The first step is to analyze each genome separately, in parallel. We generate per-sample breakpoints calls using the LUMPY algorithm (Layer et al., 2014), which combines RP and SR alignment signals in a probabilistic breakpoint detection framework. LUMPY is a widely used tool that has been benchmarked extensively in prior studies (Chiang et al., 2015; Chiang et al., 2017; Layer et al., 2014); here, we adapted LUMPY to CRAM and improved performance on GRCh38 by masking highly repetitive and misassembled genomic regions. The second step is to merge all candidate variants from all samples into a single non-redundant VCF/BEDPE (Danecek et al., 2011; Quinlan and Hall, 2010) file. Positional uncertainty is modeled during the merging process through the use of breakpoint probability distributions [as within LUMPY itself (Layer et al., 2014)], which is possible because we have modified LUMPY to report the integrated per-base probability distribution for each breakpoint-containing confidence interval in the output per-sample VCF. The merging algorithm defines collections of SV predictions with mutually consistent coordinate intervals and orientations, as defined by the extent of overlap between breakpoint probability distributions in each sample, then combines and refines coordinates based on the weight of alignment evidence at each base, in each sample.
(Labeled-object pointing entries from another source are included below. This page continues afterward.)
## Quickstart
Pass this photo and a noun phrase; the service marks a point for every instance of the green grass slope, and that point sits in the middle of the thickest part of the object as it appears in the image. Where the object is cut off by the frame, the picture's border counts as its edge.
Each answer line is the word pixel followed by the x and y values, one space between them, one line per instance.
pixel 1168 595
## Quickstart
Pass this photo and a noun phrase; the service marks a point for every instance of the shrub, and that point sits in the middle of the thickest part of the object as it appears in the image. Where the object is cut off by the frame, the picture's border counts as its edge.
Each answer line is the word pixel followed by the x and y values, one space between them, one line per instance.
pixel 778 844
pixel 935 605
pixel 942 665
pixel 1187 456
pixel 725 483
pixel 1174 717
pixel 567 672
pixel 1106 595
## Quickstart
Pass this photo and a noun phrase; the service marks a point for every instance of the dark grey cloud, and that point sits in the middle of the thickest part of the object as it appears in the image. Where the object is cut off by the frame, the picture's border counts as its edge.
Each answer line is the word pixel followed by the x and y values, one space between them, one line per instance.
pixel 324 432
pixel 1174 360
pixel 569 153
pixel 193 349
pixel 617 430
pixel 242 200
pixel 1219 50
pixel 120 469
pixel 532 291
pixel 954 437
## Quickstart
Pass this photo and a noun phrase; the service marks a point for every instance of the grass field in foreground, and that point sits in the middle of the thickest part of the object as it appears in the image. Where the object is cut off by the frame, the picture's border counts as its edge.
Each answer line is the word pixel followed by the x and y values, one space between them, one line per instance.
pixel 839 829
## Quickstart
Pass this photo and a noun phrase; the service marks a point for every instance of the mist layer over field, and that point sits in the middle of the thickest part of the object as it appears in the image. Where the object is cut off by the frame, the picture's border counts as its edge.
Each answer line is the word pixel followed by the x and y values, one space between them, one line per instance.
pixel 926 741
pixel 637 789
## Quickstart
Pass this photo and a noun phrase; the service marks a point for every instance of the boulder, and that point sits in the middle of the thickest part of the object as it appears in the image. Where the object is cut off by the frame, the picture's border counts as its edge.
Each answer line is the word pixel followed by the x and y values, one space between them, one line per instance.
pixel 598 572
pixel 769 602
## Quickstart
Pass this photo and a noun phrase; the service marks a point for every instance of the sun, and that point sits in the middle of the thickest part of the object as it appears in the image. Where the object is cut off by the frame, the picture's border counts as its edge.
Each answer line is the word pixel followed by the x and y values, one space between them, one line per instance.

We then genotype all candidate SV breakpoints in all samples using SVTyper (Chiang et al., 2015). This tool measures RP, SR and CR alignment signals at predicted breakpoints, in a more sensitive and accurate manner than feasible with genome-wide SV discovery tools such as LUMPY. The new svtools implementation handles CRAM and is significantly faster and more sensitive than the original (Chiang et al., 2015). Quantitative allele balance information is retained throughout the workflow to preserve trait mapping power at difficult-to-genotype variants. Since certain CNVs are easier to genotype by RD analysis than breakpoint-spanning alignments, we also use CNVnator’s ‘genotype’ tool (Abyzov et al., 2011) to estimate the copy number of each SV interval in each sample. This copy number information can be used in lieu of breakpoint genotypes as desired in downstream association analyses and is crucial for SV classification.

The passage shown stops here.